Shortly after the service started, the father brought the baby brother in. He’s 7 months old and quite small. They told me he was a special baby..that he’d been born prematurely and it’d been a fight for him to survive. I quickly told the father I’d love to keep him so he could enjoy the service. There was a moment of hesitation, but after seeing the girls giddy at work he agreed. Little did I know what I was getting myself into.
Little baby R was happy for all of 7 minutes…then came the loudest wail you’ve ever heard in your life. I’m not scared of babies..I’ve been around them my whole life. But this one scared me..as I picked him up I knew something wasn’t right. He was burning up with fever. When I tell you fever..I mean the kind that makes your heart stop because you know it’s too high. Having no baby supplies at hand, I struggled to find what I needed. Thankfully, I found some towels and a pacifier. He’s teething so I knew his teeth/gums were hurting. I found a towel and began to wipe away his tears and sweat.
I’m not often done in by smells. Having been raised on a farm, it takes a lot to make my stomach roll..but the smell of that little boy and his tears tore my heart to shreds.
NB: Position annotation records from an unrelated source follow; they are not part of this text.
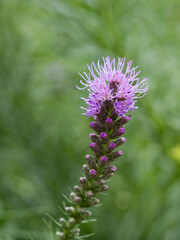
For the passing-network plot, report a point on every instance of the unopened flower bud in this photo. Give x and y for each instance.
(104, 137)
(109, 124)
(94, 138)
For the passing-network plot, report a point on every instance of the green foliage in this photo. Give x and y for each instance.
(43, 137)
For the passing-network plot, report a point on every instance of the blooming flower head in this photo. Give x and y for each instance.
(109, 82)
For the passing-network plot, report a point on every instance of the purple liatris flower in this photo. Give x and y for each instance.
(112, 93)
(111, 82)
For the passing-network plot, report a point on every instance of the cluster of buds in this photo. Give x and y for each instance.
(97, 169)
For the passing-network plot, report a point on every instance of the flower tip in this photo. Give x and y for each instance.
(112, 145)
(120, 153)
(122, 130)
(114, 169)
(91, 124)
(92, 172)
(104, 158)
(92, 145)
(109, 120)
(123, 140)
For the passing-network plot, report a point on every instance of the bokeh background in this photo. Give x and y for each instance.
(44, 137)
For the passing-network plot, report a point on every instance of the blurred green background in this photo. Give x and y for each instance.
(44, 137)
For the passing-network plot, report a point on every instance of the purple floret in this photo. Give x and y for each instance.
(110, 82)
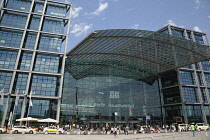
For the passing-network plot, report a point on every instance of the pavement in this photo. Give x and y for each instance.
(154, 136)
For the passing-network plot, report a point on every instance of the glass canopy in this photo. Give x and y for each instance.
(135, 54)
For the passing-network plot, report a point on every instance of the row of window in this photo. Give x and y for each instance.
(40, 85)
(51, 9)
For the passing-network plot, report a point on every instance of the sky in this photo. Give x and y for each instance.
(90, 15)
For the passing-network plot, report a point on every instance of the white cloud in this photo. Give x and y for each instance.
(102, 7)
(75, 12)
(196, 28)
(197, 4)
(79, 29)
(135, 26)
(171, 22)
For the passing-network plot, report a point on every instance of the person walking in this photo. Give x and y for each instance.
(192, 127)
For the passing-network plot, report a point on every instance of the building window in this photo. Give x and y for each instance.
(190, 94)
(187, 78)
(14, 19)
(47, 63)
(5, 80)
(45, 85)
(23, 5)
(20, 83)
(7, 58)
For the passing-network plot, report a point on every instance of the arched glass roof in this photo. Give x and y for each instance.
(135, 54)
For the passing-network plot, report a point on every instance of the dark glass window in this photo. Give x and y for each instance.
(171, 95)
(5, 79)
(23, 5)
(198, 38)
(203, 95)
(50, 43)
(14, 19)
(190, 94)
(53, 25)
(200, 79)
(44, 85)
(43, 109)
(189, 35)
(38, 7)
(20, 83)
(25, 60)
(56, 10)
(187, 78)
(177, 32)
(47, 63)
(8, 58)
(194, 114)
(207, 78)
(10, 38)
(206, 65)
(30, 40)
(34, 22)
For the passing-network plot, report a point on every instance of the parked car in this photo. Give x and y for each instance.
(17, 129)
(201, 126)
(2, 130)
(53, 130)
(183, 127)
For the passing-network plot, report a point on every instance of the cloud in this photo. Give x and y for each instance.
(171, 22)
(79, 29)
(75, 12)
(135, 26)
(197, 4)
(102, 7)
(196, 28)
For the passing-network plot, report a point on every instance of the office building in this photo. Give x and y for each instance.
(112, 77)
(33, 43)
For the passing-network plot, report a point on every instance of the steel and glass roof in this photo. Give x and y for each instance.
(135, 54)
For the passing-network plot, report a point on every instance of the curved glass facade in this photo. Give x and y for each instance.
(95, 100)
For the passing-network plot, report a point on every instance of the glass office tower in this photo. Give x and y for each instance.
(33, 42)
(186, 91)
(112, 77)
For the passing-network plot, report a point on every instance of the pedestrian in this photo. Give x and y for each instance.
(115, 132)
(192, 127)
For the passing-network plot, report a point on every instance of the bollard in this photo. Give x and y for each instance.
(10, 132)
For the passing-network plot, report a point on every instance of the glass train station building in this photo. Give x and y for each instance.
(119, 76)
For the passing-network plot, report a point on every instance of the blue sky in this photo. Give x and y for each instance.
(90, 15)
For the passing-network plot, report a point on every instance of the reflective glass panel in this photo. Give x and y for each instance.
(20, 83)
(50, 43)
(8, 58)
(14, 19)
(10, 38)
(5, 79)
(190, 95)
(23, 5)
(45, 85)
(25, 60)
(56, 10)
(47, 63)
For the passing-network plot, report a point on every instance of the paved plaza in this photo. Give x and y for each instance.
(154, 136)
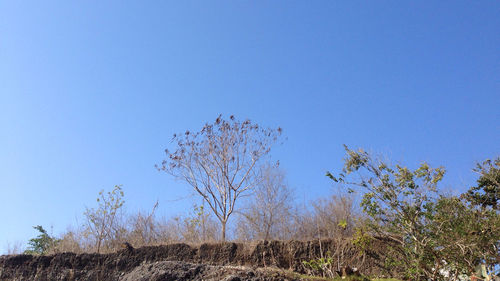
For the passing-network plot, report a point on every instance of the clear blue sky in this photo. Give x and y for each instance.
(91, 92)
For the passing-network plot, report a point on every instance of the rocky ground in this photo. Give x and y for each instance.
(266, 260)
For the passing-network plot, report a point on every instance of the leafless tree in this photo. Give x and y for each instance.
(103, 223)
(219, 162)
(268, 214)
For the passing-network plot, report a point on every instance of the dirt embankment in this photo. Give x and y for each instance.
(219, 261)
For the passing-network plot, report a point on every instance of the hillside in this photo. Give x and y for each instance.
(265, 260)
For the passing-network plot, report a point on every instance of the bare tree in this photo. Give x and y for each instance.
(103, 223)
(219, 162)
(269, 212)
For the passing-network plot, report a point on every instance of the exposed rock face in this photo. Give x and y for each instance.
(220, 261)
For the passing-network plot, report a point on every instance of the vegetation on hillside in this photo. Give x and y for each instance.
(430, 235)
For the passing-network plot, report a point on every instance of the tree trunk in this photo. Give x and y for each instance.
(223, 231)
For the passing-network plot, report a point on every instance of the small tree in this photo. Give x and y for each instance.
(42, 243)
(268, 213)
(219, 162)
(397, 199)
(102, 221)
(487, 192)
(432, 233)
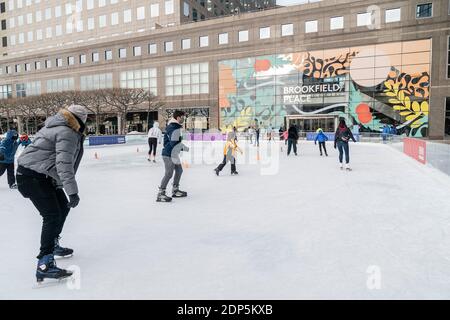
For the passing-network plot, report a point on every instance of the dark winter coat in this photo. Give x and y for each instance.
(8, 147)
(172, 140)
(293, 133)
(57, 150)
(321, 137)
(343, 134)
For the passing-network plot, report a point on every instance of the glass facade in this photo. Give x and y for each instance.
(187, 79)
(59, 85)
(140, 79)
(96, 81)
(369, 86)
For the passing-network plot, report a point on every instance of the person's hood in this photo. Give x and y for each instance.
(10, 134)
(63, 118)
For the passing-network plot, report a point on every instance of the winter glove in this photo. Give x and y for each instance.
(74, 200)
I cried because I knew this wasn’t the life anyone is supposed to live. Doing the best I could, I wiped his little hands, feet and neck. As soon as I placed a cool rag upon his forehead he quieted down. After a diaper change, he seemed better. I finally got him to take some formula and then he promptly started wailing again. I tried everything..rocking, walking, patting his back, a swing..nothing was working..until..he fell asleep.
The girls were troopers! Such little mother’s they are..telling me what he liked and what he didn’t like. I knew somehow I was going to have to tell my dad he needed a doctor desperately. After service I gave the girls a ride home (they had told me they walked a block to church..they walked 2 miles.) We deduced that the family (father, mother, daughter and baby) has no home of their own and they’ve been staying with relatives here and there trying to find work.
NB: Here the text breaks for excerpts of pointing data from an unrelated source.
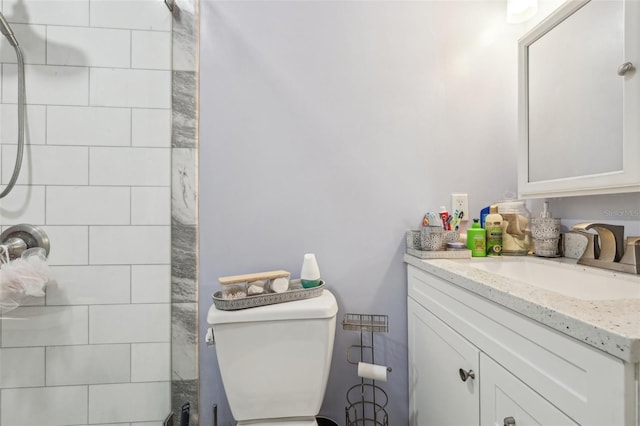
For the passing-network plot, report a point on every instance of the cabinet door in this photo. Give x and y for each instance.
(438, 357)
(508, 401)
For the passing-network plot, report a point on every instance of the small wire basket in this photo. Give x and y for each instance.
(366, 400)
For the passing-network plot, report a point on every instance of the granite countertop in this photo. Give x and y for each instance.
(612, 326)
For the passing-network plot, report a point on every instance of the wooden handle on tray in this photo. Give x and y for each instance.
(247, 278)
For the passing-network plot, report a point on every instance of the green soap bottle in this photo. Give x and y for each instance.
(477, 239)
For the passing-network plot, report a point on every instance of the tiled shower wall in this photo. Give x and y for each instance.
(96, 178)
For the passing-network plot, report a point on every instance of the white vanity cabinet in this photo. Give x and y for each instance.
(518, 371)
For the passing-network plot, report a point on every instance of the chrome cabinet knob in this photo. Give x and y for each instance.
(625, 68)
(464, 375)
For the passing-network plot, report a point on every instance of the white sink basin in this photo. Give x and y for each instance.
(577, 281)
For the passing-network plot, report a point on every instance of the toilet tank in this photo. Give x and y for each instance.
(275, 360)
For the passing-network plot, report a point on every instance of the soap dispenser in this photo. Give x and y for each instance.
(477, 239)
(493, 226)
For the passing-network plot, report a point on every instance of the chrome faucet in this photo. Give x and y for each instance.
(607, 248)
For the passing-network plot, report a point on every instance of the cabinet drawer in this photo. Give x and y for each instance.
(504, 396)
(437, 394)
(587, 384)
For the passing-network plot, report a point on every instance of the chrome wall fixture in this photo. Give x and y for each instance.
(19, 238)
(6, 30)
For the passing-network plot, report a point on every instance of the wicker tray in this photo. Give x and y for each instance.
(266, 299)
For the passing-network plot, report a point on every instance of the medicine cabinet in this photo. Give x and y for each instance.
(579, 101)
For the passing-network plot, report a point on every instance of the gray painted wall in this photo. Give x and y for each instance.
(330, 127)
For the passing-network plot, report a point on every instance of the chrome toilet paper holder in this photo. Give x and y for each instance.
(366, 400)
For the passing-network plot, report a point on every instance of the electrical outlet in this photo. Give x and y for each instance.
(460, 202)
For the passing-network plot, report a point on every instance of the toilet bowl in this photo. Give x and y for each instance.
(275, 360)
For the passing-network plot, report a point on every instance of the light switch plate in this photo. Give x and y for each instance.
(460, 202)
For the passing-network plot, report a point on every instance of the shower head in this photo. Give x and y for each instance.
(5, 29)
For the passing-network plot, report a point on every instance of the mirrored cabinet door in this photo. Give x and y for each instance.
(579, 102)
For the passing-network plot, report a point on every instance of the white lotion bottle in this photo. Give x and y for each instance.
(310, 273)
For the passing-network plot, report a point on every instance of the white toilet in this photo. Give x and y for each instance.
(275, 359)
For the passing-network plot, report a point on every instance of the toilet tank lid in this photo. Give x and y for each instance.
(323, 306)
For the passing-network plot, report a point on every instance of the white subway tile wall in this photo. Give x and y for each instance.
(96, 177)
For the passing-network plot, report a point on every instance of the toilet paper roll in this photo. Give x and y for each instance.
(372, 371)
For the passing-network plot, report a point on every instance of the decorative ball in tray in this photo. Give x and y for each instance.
(260, 289)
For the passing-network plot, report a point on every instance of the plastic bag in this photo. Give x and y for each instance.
(24, 277)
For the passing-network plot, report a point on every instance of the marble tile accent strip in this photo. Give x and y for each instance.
(184, 36)
(184, 109)
(184, 341)
(183, 265)
(184, 204)
(183, 186)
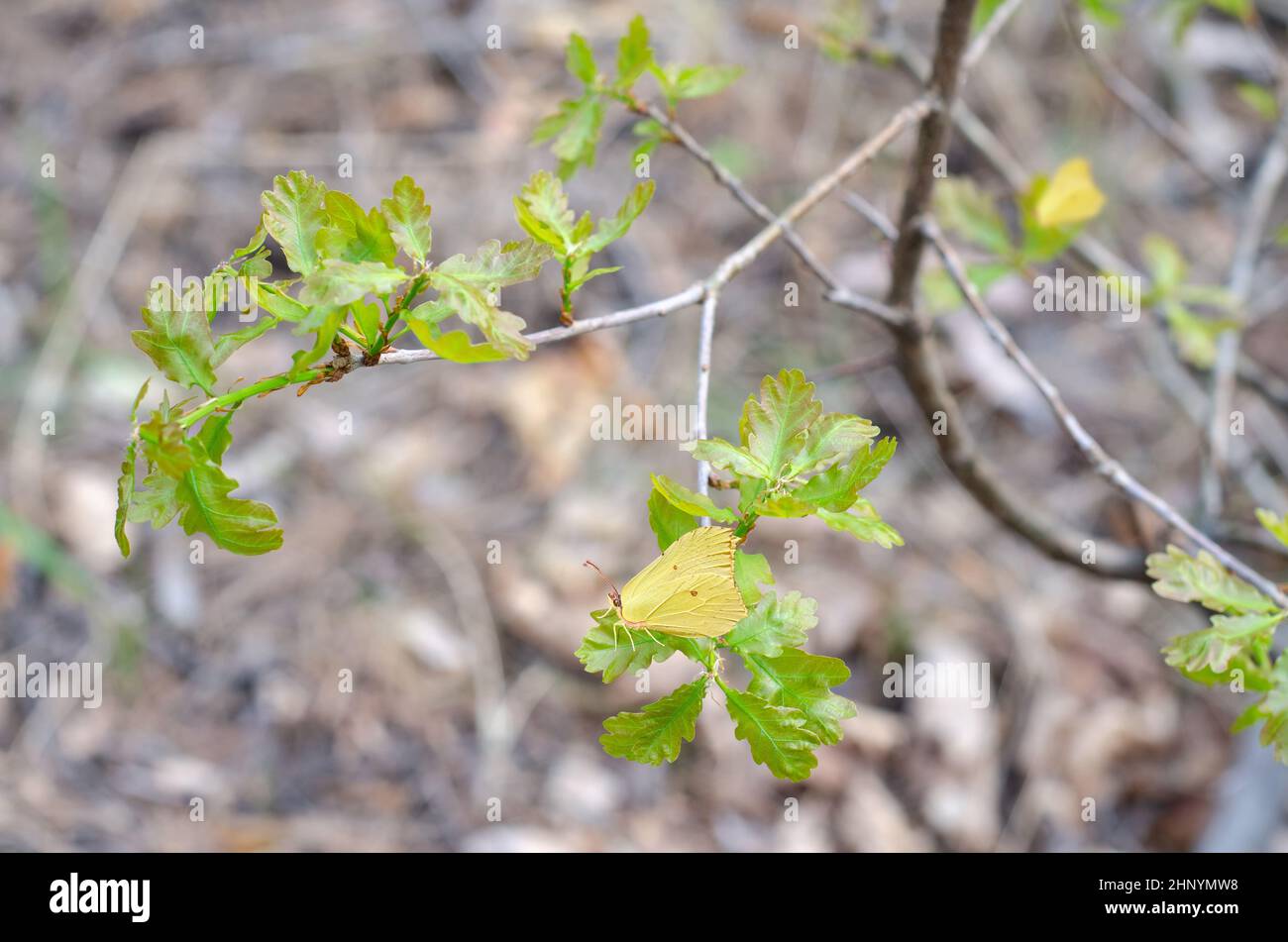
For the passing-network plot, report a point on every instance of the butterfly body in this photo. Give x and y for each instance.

After dropping them off & giving hugs, I cried all the way to my grandmother’s house. I thought to myself how blessed I am..and how much I take it for granted. Here we would sit at Gram’s house..with more food than we needed while there are families so close to us with nothing. The great thing about my family? When we told them about the situation..it wasn’t a reply of oh that’s so sad..it was what can we do to help?.
Later that afternoon, after telling my dad about how sick I thought the baby was, he called the father to check on them. The dad expressed his concern about the baby’s temperature and humbly asked for a ride to the hospital. My dad and I set off immediately to take them to our local hospital. I have never been so thankful for a hospital that turns no one away as I was yesterday. I know at times I’ve often complained about it when I was the one sitting in the ER waiting to be seen, but I shall never complain again.
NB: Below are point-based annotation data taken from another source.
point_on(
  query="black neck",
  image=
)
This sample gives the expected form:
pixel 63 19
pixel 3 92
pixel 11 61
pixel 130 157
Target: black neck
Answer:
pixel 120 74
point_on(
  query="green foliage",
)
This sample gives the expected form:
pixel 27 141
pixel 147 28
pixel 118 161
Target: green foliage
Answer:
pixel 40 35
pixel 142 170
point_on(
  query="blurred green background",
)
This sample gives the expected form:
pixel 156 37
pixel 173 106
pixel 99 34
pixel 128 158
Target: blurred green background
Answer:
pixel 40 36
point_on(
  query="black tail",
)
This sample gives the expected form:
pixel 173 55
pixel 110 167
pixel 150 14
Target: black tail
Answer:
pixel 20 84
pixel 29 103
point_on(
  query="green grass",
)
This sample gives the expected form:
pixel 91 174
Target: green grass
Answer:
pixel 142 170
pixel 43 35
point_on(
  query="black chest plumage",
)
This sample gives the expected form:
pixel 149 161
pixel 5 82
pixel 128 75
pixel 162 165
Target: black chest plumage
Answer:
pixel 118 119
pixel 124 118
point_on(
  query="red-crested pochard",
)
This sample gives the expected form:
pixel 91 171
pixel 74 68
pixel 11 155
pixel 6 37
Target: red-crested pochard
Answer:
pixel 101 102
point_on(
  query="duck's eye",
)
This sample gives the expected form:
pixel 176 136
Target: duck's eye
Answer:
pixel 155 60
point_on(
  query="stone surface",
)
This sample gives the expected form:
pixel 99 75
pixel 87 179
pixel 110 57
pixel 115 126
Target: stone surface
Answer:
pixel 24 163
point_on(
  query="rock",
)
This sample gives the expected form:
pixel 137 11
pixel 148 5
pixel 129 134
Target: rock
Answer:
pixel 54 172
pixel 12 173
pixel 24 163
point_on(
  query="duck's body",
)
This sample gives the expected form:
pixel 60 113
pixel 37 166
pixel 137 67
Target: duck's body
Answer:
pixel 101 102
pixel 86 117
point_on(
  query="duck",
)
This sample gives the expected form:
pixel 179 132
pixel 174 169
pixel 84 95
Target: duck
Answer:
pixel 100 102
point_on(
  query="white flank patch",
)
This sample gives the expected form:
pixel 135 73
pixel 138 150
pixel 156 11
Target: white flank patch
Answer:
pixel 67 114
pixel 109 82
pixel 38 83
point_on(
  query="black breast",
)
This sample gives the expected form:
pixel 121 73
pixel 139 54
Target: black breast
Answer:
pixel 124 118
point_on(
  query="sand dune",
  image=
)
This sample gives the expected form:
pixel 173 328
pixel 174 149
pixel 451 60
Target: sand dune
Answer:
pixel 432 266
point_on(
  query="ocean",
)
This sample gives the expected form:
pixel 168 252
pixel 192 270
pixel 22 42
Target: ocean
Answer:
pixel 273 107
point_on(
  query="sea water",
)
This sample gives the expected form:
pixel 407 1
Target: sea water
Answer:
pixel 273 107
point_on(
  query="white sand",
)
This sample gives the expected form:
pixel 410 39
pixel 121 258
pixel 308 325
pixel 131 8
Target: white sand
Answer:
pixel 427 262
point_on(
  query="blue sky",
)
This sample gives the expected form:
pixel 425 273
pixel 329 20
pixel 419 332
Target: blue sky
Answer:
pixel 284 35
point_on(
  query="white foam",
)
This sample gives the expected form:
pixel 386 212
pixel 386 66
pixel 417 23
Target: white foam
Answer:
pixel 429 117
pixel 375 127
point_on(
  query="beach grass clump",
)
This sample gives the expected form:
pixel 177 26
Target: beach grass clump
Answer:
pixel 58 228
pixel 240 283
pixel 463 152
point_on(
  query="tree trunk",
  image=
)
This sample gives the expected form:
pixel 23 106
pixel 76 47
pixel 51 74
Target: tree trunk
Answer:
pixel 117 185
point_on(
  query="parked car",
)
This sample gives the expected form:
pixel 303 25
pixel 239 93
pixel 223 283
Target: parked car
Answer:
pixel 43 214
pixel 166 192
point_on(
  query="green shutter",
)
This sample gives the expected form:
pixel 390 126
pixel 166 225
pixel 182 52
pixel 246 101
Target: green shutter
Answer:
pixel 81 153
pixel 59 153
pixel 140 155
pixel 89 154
The doctors and nurses immediately went to work on the little baby. There was no judging..no questioning. Just a doctor who was sweet enough to realize there was more to the situation than what he was seeing. He spoke privately with my father who explained the situation. My dad stayed with the family late into the night. The doctors decided to keep the baby for 2 days. They’re concerned about his lungs and his temperature which was 102.8 upon intake.
The love for a Mother that I saw yesterday will forever be imprinted on my heart. The way that those girls loved their mother and the way that she loved them. The way my mother loved those little girls..the way my church showed God’s love yesterday by surrounding that family instead of judging them. That was what Mother’s day to me is all about..unconditional love.
So I pray that we won’t forget that. I hope that you will love someone..regardless of their station, their color or their life.